WWII vet considered himself ‘fortunate’

Rene Champagne of Luling considers himself a fortunate man.“As a young boy, I said I would go into the Navy – not the Army,” Champagne said. “I finished school at 17 and signed up but I didn’t leave until I was 18.”

Actually, it was a week before his birthday that he headed for basic training in San Diego, Calif., like many other young men headed to World War II that started Sept. 1, 1939. And like many of those young men, he wondered what was next for him.

The answer soon came.

“When I finished boot camp, they sent five us to Texas A&M University to become radio operators,” said Champagne. “I always wanted to go to Europe and I had my chance.”

An unexpected advantage helped him pass the test that put him on the fortunate path of serving as a radio operator. Many of his buddies went to amphibious forces, which would have required him storming out of vessels landing on enemy shores.

“I was in the Boy Scouts,” Champagne said. “I knew the International Morse Code.”

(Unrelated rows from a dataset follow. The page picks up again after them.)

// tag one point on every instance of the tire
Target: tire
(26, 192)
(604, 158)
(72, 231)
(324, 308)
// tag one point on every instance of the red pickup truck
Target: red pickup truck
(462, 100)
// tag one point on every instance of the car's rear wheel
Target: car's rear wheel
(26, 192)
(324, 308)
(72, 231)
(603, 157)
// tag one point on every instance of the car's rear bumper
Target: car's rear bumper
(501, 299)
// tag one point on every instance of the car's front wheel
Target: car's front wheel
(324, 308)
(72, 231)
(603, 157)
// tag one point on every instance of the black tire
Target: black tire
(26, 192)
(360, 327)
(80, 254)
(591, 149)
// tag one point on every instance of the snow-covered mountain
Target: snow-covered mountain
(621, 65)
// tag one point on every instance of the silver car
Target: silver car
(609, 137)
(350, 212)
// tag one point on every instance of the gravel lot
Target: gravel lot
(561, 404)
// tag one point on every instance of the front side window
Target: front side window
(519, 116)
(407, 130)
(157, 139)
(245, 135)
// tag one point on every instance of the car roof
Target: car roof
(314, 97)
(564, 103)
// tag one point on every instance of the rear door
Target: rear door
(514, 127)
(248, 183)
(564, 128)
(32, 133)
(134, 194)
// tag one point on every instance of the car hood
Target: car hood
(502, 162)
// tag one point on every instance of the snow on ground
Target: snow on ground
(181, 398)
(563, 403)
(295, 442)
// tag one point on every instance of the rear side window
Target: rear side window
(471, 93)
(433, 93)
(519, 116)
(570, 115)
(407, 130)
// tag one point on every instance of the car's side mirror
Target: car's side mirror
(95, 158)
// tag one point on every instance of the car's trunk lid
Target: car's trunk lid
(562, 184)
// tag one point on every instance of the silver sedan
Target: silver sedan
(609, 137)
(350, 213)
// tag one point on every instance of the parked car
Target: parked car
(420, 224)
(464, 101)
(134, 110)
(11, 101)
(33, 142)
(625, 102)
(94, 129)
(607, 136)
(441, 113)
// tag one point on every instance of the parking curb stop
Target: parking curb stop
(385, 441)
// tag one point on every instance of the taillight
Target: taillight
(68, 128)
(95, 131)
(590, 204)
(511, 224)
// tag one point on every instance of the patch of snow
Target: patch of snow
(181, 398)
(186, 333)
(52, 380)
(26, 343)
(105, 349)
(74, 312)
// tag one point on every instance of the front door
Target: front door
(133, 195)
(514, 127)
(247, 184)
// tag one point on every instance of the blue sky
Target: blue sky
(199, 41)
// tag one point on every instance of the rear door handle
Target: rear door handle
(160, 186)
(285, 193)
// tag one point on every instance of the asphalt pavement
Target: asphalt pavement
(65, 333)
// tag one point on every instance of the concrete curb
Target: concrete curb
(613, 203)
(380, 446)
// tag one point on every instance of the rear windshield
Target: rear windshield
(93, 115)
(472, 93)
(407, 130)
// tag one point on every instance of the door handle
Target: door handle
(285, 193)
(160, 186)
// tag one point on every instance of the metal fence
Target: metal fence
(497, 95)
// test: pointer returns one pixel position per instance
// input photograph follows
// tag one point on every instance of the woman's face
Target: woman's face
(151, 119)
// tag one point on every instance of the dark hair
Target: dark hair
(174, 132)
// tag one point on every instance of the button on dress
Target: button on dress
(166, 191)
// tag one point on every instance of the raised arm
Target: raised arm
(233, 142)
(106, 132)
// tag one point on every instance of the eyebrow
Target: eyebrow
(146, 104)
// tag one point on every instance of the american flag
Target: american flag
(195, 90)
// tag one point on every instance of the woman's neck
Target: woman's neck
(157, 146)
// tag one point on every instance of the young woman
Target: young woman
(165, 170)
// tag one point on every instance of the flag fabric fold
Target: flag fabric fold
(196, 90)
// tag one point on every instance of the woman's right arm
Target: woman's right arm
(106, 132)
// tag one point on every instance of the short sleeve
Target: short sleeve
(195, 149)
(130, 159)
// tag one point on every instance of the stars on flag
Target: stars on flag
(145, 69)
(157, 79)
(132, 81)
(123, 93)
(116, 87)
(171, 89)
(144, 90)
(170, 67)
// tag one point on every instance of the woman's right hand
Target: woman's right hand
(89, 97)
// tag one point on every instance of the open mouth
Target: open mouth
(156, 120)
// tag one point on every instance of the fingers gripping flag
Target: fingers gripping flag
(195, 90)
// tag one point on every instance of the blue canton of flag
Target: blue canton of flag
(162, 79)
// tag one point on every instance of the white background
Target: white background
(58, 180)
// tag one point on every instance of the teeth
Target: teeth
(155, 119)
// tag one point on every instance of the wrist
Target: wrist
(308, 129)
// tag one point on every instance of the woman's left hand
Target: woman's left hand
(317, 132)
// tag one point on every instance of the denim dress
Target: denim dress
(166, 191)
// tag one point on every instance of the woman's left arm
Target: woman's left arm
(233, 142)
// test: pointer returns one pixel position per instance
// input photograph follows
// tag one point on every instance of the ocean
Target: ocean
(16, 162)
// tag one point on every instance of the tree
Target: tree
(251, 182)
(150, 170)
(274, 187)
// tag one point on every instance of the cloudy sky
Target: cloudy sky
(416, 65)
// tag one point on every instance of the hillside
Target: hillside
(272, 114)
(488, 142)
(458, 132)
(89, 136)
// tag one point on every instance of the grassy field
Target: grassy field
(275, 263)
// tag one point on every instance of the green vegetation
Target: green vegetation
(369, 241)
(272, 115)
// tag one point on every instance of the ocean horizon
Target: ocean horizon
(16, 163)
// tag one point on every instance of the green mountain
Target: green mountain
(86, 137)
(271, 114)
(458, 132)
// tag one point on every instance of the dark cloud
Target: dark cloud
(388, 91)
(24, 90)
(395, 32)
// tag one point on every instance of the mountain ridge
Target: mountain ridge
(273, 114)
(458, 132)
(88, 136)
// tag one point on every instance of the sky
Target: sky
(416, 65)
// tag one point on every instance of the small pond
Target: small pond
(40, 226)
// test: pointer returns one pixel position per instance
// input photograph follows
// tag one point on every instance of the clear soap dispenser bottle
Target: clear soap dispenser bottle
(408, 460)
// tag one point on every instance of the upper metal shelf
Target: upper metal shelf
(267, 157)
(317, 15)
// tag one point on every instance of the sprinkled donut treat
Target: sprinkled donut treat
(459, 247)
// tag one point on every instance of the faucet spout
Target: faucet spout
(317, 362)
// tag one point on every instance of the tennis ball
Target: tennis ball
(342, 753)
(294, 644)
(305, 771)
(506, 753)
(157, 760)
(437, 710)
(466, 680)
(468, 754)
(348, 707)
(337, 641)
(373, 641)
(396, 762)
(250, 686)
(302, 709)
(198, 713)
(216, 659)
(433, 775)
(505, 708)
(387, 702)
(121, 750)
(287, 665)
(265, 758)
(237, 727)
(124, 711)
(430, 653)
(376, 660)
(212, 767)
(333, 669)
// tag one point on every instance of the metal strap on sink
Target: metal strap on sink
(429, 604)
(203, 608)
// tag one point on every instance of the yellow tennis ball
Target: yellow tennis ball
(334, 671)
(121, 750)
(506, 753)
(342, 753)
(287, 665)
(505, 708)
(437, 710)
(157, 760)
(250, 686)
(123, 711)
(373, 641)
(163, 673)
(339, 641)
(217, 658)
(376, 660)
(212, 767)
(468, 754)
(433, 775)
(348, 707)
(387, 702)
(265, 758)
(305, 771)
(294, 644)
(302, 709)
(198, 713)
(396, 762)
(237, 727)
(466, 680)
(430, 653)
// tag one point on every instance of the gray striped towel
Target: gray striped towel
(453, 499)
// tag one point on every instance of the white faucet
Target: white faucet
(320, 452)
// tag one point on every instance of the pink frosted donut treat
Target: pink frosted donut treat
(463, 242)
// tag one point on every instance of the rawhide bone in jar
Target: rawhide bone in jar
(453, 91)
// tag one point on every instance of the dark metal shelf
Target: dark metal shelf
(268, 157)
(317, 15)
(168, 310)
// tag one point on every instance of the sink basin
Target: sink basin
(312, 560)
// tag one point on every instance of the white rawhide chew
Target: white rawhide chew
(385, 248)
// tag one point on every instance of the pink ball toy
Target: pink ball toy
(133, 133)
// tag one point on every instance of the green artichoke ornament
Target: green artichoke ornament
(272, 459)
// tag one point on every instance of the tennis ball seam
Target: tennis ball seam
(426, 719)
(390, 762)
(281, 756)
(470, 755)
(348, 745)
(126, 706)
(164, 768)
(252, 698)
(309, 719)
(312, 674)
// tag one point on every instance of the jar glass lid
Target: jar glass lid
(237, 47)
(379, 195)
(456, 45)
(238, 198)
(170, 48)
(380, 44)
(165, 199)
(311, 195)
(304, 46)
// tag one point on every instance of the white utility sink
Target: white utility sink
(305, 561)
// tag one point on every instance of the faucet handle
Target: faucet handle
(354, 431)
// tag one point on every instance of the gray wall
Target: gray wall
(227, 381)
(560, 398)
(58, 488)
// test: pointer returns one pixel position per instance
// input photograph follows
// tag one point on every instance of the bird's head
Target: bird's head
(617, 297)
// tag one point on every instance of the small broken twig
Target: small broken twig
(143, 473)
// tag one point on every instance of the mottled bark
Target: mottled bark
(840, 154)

As a radio operator, he intercepted messages, but he handed them over to the communications officer to be decoded in a closed room. He wasn’t responsible for the communiqués.

“We copied everything that came over – four hours on and four off shifts,” Champagne said.

And, like many serving in wartime, he traveled extensively and loved it.

From Norfolk, Va., Champagne went to Key West, Fla., and from there he was placed on a PCE-843 patrol escort vessel. It was a small craft with a crew of 110 and it was casual, Champagne recalled. Instead of uniforms, they wore regular shirt, shorts and shoes, which he enjoyed.

“We were like one big happy family,” he said of doing this all again if needed.

Their travels included Bora Bora island and onto Hollandia, the capital of Netherlands New Guinea, as well as to stops that included the Philippines, Borneo (the largest island in Asia) and Guam.

“I got to see part of the world,” he said.

Throughout these travels, the U.S. Naval Base Subic Bay served as their home port.

Champagne also served during the beginning of nuclear testing at Bikini Atoll, involving a series of 23 nuclear devices detonated by the U.S. between 1946 through 1958. He was on patrol when the U.S. dropped two atomic bombs on Japan, the first on Hiroshima on Aug. 6, 1945 and then two days later on Nagasaki.

“It was something to think about,” he said. “I just think it was something they had to do to stop the war.”

Again describing himself as fortunate, he noted, “I didn’t see any action – just convoy duty. We did escort duty.”

Although he practiced rolling depth charges off a boat deck into the water in the hunt for enemy submarines, he said he never had to drop one for real.

“Like I said, I was fortunate,” Champagne said. “You had to do it – you did it.

After the war ended on Sept. 2, 1945, Champagne continued to serve on weather patrol.

“We covered a 500-mile radius,” he said of this duty. “After that, we finished and went to Pearl Harbor (Honolulu, Hawaii), stayed there four to five days, picked up supplies and went to San Pedro, Calif.”

By the time Champagne saw Pearl Harbor it was several years after the Dec. 7, 1941 Japanese attack of the military base, but he recalled seeing the nearly submerged superstructure of the USS Arizona that is today a memorial to the soldiers who died in the attack.

When he got to San Pedro, that is when Champagne got off the ship. By then, he had served 25 months in the U.S. Navy, having served from 1944 to 1946. At age 90, many of this WWII buddies are gone now.

“I don’t regret one minute of it because you knew you had to go,” Champagne said. “A job had to be done and we did it. If we wouldn’t have done what we did we might not be a free country today.”